Was it his fault? Was it due to incompetence of the pastor? Was it attributable to elders? Was it to blame fellow congregation? 
Kim remembered a discussion about faith in the church after the Sunday prayer service.

Kim confessed his doubt about his faith to one of the church elders.

“Mr. Elder, I know the Bible, but I do not feel it; I like to feel God’s presence in me and in my life. What is wrong with me”, humbly asked Kim.

“Oh! Yah! Me too! I have the same problem!”, confessed the elder.

“Whose fault is it?”, asked Kim again.

“I do not know, but I guess that the pastor should take a good part of the blame?”, commented the elder.

“The pastors seem to work very hard. What is wrong with their sermon”, asked a deacon sitting beside Kim.

“Well, I think the problem is that they do not themselves believe in God’s presence in them”, said a lady of certain age.

“You see, the pastor’s job is to transmit the word of God with humble attitude. He may utter words in the Bible, but the words are not his; it is His. The pastor should feel God, try to understand God’s intention, imagine the reality God refers to in the words of the Bible”, said the same lady with passion.

“Yes, I agree with the lady. The grave problem is that the pastor pretends that the truth and the wisdom which he tries to convey are his own”, said another deacon as if he were relieved to hear what he had always felt.
Kim remembered these conversations in the past. But Kim wondered how about the responsibility of church leaders especially the elders or the people of similar positions.

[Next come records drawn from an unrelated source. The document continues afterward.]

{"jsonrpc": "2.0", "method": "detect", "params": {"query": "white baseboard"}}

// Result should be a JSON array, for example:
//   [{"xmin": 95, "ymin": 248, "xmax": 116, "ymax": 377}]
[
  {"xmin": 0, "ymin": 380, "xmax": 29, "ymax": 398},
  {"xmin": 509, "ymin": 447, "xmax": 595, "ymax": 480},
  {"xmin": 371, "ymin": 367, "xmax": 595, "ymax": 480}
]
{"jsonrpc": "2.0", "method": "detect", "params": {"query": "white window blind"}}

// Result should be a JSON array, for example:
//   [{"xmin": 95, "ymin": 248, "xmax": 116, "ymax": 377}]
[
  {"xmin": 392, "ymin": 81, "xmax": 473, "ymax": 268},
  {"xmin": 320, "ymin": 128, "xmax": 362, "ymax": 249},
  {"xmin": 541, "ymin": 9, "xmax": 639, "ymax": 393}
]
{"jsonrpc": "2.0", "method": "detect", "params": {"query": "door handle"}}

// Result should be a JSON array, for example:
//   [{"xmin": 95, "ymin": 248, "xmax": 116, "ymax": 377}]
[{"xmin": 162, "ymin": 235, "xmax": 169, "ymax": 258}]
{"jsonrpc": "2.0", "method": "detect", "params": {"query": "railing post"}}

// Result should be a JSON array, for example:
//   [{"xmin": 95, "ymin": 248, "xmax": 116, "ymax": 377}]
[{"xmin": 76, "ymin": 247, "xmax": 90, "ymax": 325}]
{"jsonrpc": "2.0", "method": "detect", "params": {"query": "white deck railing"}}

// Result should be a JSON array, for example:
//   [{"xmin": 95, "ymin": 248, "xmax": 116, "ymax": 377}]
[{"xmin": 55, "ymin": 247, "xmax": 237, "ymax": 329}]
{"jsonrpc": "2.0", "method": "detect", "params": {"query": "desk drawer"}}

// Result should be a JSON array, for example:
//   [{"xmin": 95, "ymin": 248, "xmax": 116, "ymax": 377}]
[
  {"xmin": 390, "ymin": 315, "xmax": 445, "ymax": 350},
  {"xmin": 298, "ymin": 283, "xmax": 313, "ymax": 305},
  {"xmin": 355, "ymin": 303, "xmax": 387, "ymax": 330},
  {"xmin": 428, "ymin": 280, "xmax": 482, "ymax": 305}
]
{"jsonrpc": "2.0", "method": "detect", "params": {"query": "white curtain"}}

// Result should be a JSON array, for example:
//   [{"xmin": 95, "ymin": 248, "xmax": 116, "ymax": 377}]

Kim once had a passionate discussion with ordinary church members. This discussion took place in Mr. Cho’s residence. It was one of the monthly gatherings of “district service”. In most churches in Montreal, the congregation is divided into a group of districts (or age group) and monthly gatherings take place. It is customary that the host family provide something to eat and drink. For Koreans, eating together is almost a ritual.

Get together and eating together is an important part of collective life for Koreans and other Asians. It is a legacy of millennium old collectivism resulting from Daoism and Confucianism which stress the supremacy of collective entity such as family, same-region people or same-school people over individuality. The group cohesion is important for Koreans; the individuality is not highly valued.

The group has its own hidden code of behavior; any deviation from such cod is frown upon and social pressure is applied. Eating together is therefore a ritual and the function of cementing the group cohesion and an identity.

All agreed that an elder should be a person who could be a role model both in personal life and church life. He should not drink wine; he should be exemplary father and husband. Of course it is rare to see this kind of perfect person. But, an elder should be someone who at least tries to be this kind of person.